Abstract
Aim: We aim to compare four different weighting methods to adjust for non-response in a survey on drinking habits and to examine whether the problem of under-coverage of survey estimates of alcohol use could be remedied by these methods in comparison to sales statistics. Method: The data from a general population survey of Finns aged 15–79 years in 2016 (n=2285, response rate 60%) were used. Outcome measures were the annual volume of drinking and prevalence of hazardous drinking. A wide range of sociodemographic and regional variables from registers were available to model the non-response. Response propensities were modelled using logistic regression and random forest models to derive two sets of refined weights in addition to design weights and basic post-stratification weights. Results: Estimated annual consumption changed from 2.43 litres of 100% alcohol using design weights to 2.36–2.44 when using the other three weights and the estimated prevalence of hazardous drinkers changed from 11.4% to 11.4–11.8%, correspondingly.

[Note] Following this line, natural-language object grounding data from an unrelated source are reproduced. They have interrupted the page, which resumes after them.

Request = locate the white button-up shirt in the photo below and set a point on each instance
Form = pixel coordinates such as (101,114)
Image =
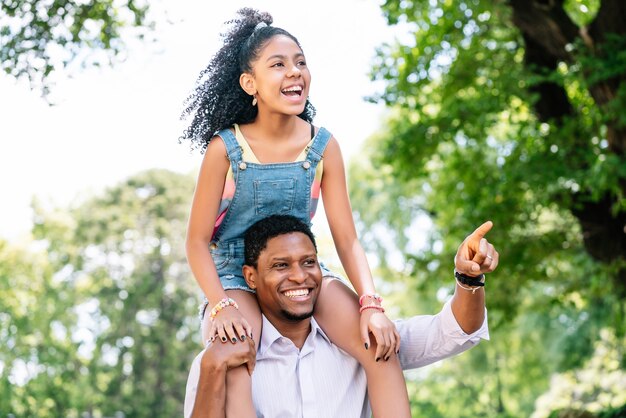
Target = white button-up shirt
(321,380)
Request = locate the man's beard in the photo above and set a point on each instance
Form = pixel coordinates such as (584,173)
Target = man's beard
(290,316)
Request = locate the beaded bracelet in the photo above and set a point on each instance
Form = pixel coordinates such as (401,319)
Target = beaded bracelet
(221,305)
(376,297)
(377,307)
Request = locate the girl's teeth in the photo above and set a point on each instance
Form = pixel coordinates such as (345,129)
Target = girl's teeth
(299,292)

The use of weights derived by the random forest method generally provided smaller estimates than use of the logistic regression-based weights.
Introduction
Response rates are commonly taken in survey research as crude proxies of the level of representativeness of the obtained results to the target population. Declining response rates are a common problem in survey research, putting the representativeness of the survey results in question. When non-response is completely random, that is, not dependent on survey outcome or any of its determinants, even low response rates can provide unbiased, representative results. Unfortunately, survey non-response is usually rather selective: more often, non-respondents tend to be men and represent younger age groups and lower socioeconomic status [1–4]. Because many survey outcomes, such as alcohol use, are known to vary by these factors, this type of selectivity can introduce bias to survey results on alcohol consumption. The selective non-response may be one reason for systematic and gross under-reporting of average consumption levels by surveys in comparison to sales statistics [5].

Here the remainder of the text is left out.